They didn't count pedestrian and bicyclist injuries and deaths but looked at broader measurements of livability. Older, more urban cities built with more sidewalks and less sprawl have a break on that.

We could resolve to be more active and healthful, but it will take us longer to measure up on the food criteria.

This study looked at national respect for restaurants by measuring James Beard nominations (Jeannie Pierola at Bern's Steak House is as close as we've come) and Zagat restaurant ratings. The panel compared the number of chefs and their salaries as measured by the Bureau of Labor Statistics (head cooks don't count; that's a separate category). They also counted organic restaurants.

Take comfort, folks

To assess gourmet food shopping, the study tallied farmers' markets (few here) and locations of Trader Joe's and Whole Foods. Sorry again; we have some good independents but only just qualified for our first Wild Oats (in Tampa).
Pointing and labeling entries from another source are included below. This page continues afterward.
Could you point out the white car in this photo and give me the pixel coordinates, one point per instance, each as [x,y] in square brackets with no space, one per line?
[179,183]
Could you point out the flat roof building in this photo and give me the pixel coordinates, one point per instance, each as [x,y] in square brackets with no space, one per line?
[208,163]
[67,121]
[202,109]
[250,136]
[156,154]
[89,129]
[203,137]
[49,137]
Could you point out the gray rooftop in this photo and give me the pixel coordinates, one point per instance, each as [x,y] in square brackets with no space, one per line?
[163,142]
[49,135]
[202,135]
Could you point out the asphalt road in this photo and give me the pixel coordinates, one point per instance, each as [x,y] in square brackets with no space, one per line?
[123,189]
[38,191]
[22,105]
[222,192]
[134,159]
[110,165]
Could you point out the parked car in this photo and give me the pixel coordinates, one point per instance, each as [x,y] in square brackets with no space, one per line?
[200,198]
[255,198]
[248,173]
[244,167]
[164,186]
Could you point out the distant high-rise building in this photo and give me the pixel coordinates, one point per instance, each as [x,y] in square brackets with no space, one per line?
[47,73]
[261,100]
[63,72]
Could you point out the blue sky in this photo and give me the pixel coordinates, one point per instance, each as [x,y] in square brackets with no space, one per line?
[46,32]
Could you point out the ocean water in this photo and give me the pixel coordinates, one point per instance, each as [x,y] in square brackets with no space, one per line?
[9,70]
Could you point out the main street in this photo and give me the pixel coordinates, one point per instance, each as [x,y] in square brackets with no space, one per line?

So, for now, we must take comfort in our caldo gallego. Saveur got its recipe from a writer's mother, who is a gallego, as the Spanish call people from that rugged corner. She used a variety of greens in season, such as kale, cabbage and the local grelos (turnip greens), for which the best modern equivalent is broccoli raab. Her mom's recipe is also meaty: a half chicken, chorizo, smoked ham, pork belly, veal shoulder and a pig's foot, in a pot that would feed 10.

Best eat up now, we've got work to do, in the kitchen and on the farm, as well as the treadmill.

Chris Sherman can be reached at (727) 893-8585 or csherman@sptimes.com.

Edible cities

'Cooking Light' Top 20

1. Seattle

2. Portland, Ore.

3. Washington, D.C.

4. Minneapolis

5. San Francisco

6. Boston

7. Denver

8. Milwaukee

9. Philadelphia

10. Tucson, Ariz.

11. Baltimore

12. Colorado Springs, Colo.

13. Pittsburgh

14. St. Louis

15. New York

16. Atlanta

17. Austin, Texas

18. Chicago

19. Las Vegas

20. Kansas City, Mo.

[Last modified January 23, 2007, 10:45:27]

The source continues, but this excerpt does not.